Figure 2Distribution of genes for pathogenic and likely pathogenic variants.
Pie chart displaying the distribution of all genes containing pathogenic or likely pathogenic (P/LP) variants, weighted by the number of P/LP variants in each gene.
Figure 3Domain‐specific association with DCM‐LVNC in MYH7.
Schematic illustration of each variant positioned in the 1935 amino‐acid β‐myosin heavy chain protein.
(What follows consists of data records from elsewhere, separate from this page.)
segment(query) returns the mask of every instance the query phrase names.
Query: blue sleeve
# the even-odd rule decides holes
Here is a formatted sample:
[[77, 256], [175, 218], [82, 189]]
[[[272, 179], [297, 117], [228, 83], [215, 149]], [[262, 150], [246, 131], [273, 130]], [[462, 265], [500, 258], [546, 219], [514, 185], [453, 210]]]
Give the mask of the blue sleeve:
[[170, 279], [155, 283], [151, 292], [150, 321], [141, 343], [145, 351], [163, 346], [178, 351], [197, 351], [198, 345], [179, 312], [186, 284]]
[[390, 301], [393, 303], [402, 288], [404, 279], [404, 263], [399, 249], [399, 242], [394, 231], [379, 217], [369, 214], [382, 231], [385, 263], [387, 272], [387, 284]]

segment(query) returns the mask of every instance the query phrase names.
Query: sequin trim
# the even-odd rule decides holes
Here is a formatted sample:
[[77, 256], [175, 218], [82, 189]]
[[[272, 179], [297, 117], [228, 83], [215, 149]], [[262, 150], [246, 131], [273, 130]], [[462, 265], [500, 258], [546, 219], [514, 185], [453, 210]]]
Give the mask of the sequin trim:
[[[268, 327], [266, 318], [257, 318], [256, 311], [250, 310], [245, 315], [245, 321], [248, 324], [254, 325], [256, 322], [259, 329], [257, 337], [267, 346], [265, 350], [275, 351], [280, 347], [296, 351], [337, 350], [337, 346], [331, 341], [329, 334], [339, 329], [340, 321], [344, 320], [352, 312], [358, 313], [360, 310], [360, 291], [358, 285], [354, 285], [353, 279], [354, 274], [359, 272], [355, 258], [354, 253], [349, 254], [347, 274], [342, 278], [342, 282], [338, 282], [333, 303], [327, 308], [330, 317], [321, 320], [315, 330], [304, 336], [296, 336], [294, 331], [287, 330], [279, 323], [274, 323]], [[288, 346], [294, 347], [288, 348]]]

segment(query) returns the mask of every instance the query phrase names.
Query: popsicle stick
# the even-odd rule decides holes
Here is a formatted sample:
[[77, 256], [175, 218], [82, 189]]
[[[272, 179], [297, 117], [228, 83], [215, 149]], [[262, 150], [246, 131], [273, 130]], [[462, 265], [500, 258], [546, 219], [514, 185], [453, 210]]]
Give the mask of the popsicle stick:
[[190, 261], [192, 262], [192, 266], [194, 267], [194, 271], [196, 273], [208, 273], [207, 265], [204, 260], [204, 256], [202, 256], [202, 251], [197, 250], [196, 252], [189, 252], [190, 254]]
Pediatric DCM cases with variants mapping to the head region of the protein (blue) had a phenotypic presentation of DCM and DCM‐LVNC, whereas those with variants in the neck (orange) and rod (green) regions presented with DCM alone. DCM indicates dilated cardiomyopathy; DCM‐LVNC, dilated cardiomyopathy with left ventricular noncompaction; and β‐MyHC, β‐myosin heavy chain protein.